Woolton makes two unsuccessful bids for the leadership of the Conservative Party. In the first contest, he loses to Collingridge; in the second, Urquhart anonymously blackmails Woolton into withdrawing by sending him an audio cassette of him having loud sex with Penny Guy, Roger O'Neill's assistant and mistress. Woolton vows that he will be back but is absent from the later sequels.

== Geoffrey Booza-Pitt, MP ==

Geoffrey Booza-Pitt (Nickolas Grace) is a lesser member of Urquhart's Cabinet (mentioned at one stage as Chancellor of the Duchy of Lancaster) in The Final Cut. He is something of a "character", cheerfully upper-class with a slightly eccentric sense of humour, notable for wearing colourful waistcoats and bow ties. Urquhart promotes him to Foreign Secretary as an insult to the departing Tom Makepeace. He is an Urquhart loyalist, and in any case lacks the credibility to be a rival, and his popular image as an amiable buffoon humiliates his predecessor. He has a reputation as Urquhart's "glove-puppet" (as Tom Makepeace calls him in his statement of resignation) and is consequently nicknamed "Sooty" by both the Opposition and other Members of the Cabinet and Parliamentary Party.

Before his appointment, Booza-Pitt is forced to admit to an extra-marital affair by Urquhart and, while no action is taken immediately, is made to sign a corresponding statement of resignation which Urquhart keeps in his desk as leverage against him. When Urquhart's position becomes increasingly untenable during Makepeace's leadership challenge, Booza-Pitt attempts to resign on his own terms, hoping to create the perception that he is taking a principled stand against the prime minister, but is presumably disgraced when Urquhart publishes his earlier resignation letter instead.

The Booza-Pitt of the book is similar to the TV version in many respects. However, he is Transport Secretary to start with and later Home Secretary, and has an affair with his Party constituency chairman's wife. His political career survives under Urquhart's successor, Maxwell Stanbrook.

== Claire Carlsen, MP ==

Claire Carlsen (Isla Blair) is a backbencher whose ability and intelligence prompts Urquhart to appoint her Parliamentary Private Secretary to the Prime Minister, even though he knows she is having an affair with his rival, Tom Makepeace. Her sexual and professional relationship with Makepeace gives her the role of double agent: telling many genuine, and sometimes damaging, facts about Makepeace to Urquhart, while at the same time relating Urquhart's cold, evil traits and weaknesses to Makepeace.

In the end, she tries to help Makepeace destroy Urquhart, by fraudulently acquiring a paper documenting Lieutenant Francis Urquhart's killing of Evanghelos Passolides' two brothers in Cyprus in 1956, but Makepeace rejects her help, as he already has the documents. Makepeace shuts her out of his new government, declaring that she is "pure poison" because she is too closely associated with the discredited Urquhart.

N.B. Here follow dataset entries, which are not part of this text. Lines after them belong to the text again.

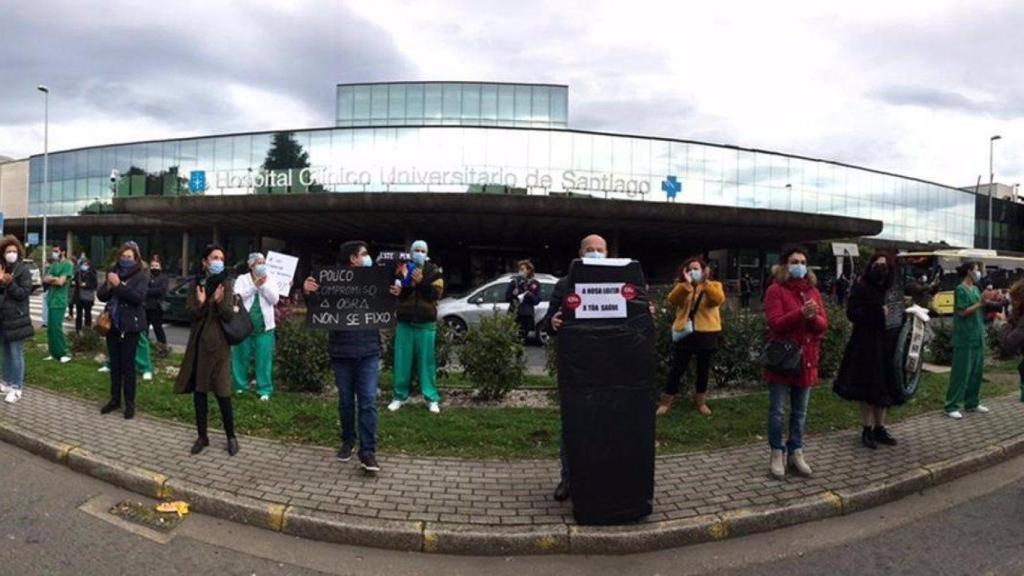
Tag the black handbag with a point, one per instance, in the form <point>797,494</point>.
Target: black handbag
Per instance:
<point>240,326</point>
<point>781,357</point>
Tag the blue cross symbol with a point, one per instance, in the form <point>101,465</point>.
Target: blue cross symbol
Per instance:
<point>672,187</point>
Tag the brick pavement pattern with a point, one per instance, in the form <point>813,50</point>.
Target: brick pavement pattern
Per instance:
<point>460,494</point>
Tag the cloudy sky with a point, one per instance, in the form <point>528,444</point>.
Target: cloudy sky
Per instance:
<point>907,86</point>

Claire is less duplicitous in the novel and, after Urquhart's death, is made a minister.

== Maxwell Stanbrook, MP ==

In the novel The Final Cut, Max Stanbrook is a Minister in Francis Urquhart's government whom Urquhart promoted to Environment Secretary after the Prime Minister sacks Annita Burke. Stanbrook is put in charge of preventing the construction of the Thatcher statue by Urquhart. When Stanbrook can't find a reason to stop its construction, Urquhart gives him a lecture about following orders. He is later revealed to be Jewish and of dubious parentage. After Urquhart is killed, it is Stanbrook who prevails over harsh candidates like Arthur Bollingroke to become prime minister. Stanbrook (thanks to Urquhart's death, which granted a sympathy vote) wins a landslide majority in Parliament.

He does not appear in the TV version.